Inside the IMAX digital projection system

August 22, 2011 – 3:27 pm

Wired UK takes a look at IMAX digital projection via the Odeon IMAX Cinema in Greenwich:


Photo: Rob Boffard

“I could teach you how to do this in an hour,” says Jim Warburton. We’re in the projection room of the Odeon IMAX 3D cinema in Greenwich. Warburton is standing next to two massive, air-cooled projectors, currently beaming the new Harry Potter film onto the massive screen.

Warburton is big, burly man, a former milkman and supermarket cashier who has worked as a projectionist for the past four years. He’s demonstrating how to use a touchscreen PC to cue up ads, trailers and the film itself. It looks deceptively simple — all he has to do is line everything up, press play and leave the computer to do its work. “This is by far the best job I’ve ever had. I get paid to watch films!” he says.

. . .

The operation isn’t just drag-and-drop, it’s plug-and-play, too. Films are delivered on chunky, silver hard drives, connected to the projectors via a USB cable. Then, Blair and Warburton have to enter a KDM (Key Delivery Message) — essentially a password that unlocks a film for a set period of time. Once that’s done, the software inside the projector decodes and cues up the film.

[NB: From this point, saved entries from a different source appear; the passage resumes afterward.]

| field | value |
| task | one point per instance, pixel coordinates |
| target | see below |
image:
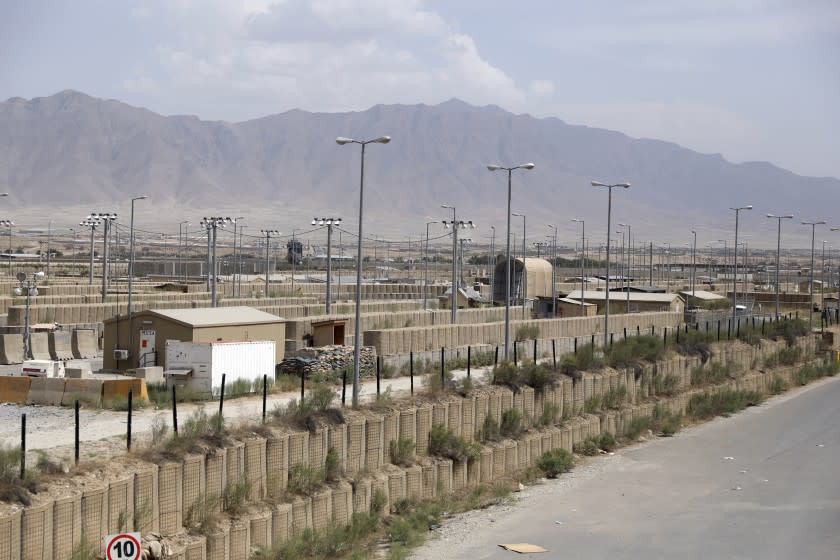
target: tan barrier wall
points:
(172, 485)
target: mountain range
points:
(68, 154)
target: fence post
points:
(265, 394)
(76, 435)
(174, 412)
(23, 446)
(222, 396)
(128, 431)
(378, 373)
(442, 364)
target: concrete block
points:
(14, 389)
(11, 349)
(151, 374)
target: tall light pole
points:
(212, 224)
(131, 270)
(268, 233)
(553, 229)
(357, 337)
(182, 245)
(426, 267)
(236, 255)
(582, 259)
(329, 223)
(524, 271)
(627, 268)
(455, 225)
(737, 211)
(778, 251)
(609, 228)
(693, 263)
(104, 218)
(30, 288)
(9, 224)
(813, 225)
(508, 271)
(91, 223)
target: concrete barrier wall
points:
(170, 487)
(418, 339)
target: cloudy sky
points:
(751, 79)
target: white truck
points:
(200, 365)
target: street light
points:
(553, 229)
(813, 225)
(778, 251)
(524, 271)
(357, 339)
(627, 270)
(104, 218)
(609, 227)
(737, 211)
(508, 271)
(268, 233)
(426, 268)
(9, 224)
(582, 258)
(28, 286)
(456, 225)
(131, 270)
(329, 223)
(212, 224)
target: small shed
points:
(531, 279)
(142, 343)
(328, 333)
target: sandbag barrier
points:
(155, 498)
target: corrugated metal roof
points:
(634, 296)
(216, 316)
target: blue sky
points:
(751, 79)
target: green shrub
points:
(727, 401)
(614, 398)
(555, 462)
(713, 374)
(505, 374)
(402, 451)
(777, 386)
(444, 443)
(588, 447)
(489, 430)
(511, 425)
(537, 376)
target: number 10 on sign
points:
(125, 546)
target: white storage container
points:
(200, 365)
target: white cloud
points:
(325, 55)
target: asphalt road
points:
(764, 483)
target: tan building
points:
(143, 343)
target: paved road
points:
(762, 484)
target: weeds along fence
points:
(265, 483)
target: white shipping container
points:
(200, 365)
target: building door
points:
(146, 355)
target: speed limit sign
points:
(125, 546)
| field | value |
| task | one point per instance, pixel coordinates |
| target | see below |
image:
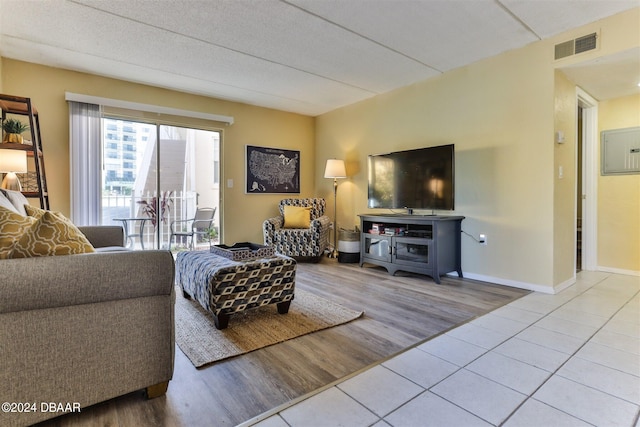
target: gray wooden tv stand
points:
(423, 244)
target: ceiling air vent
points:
(579, 45)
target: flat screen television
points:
(413, 179)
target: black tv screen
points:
(413, 179)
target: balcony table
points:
(140, 234)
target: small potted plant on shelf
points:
(12, 130)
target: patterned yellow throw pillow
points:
(51, 234)
(297, 217)
(12, 227)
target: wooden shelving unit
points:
(35, 181)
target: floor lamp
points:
(12, 161)
(335, 169)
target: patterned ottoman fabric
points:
(223, 286)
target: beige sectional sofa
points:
(76, 330)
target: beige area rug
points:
(202, 343)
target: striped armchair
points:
(299, 243)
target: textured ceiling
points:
(304, 56)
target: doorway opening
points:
(586, 182)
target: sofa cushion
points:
(51, 234)
(12, 227)
(297, 217)
(6, 203)
(17, 199)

IMAX won’t reveal what the innards of each projector are like, but there are a few clever technical tricks. For starters, each projector balances and aligns itself, so the pictures are never out of whack. Then there’s the image enhancer — a mysterious piece of tech that Blair describes as “like the best graphics card money can buy. It’s an independent system which they’ve developed, and it emphasises the picture.”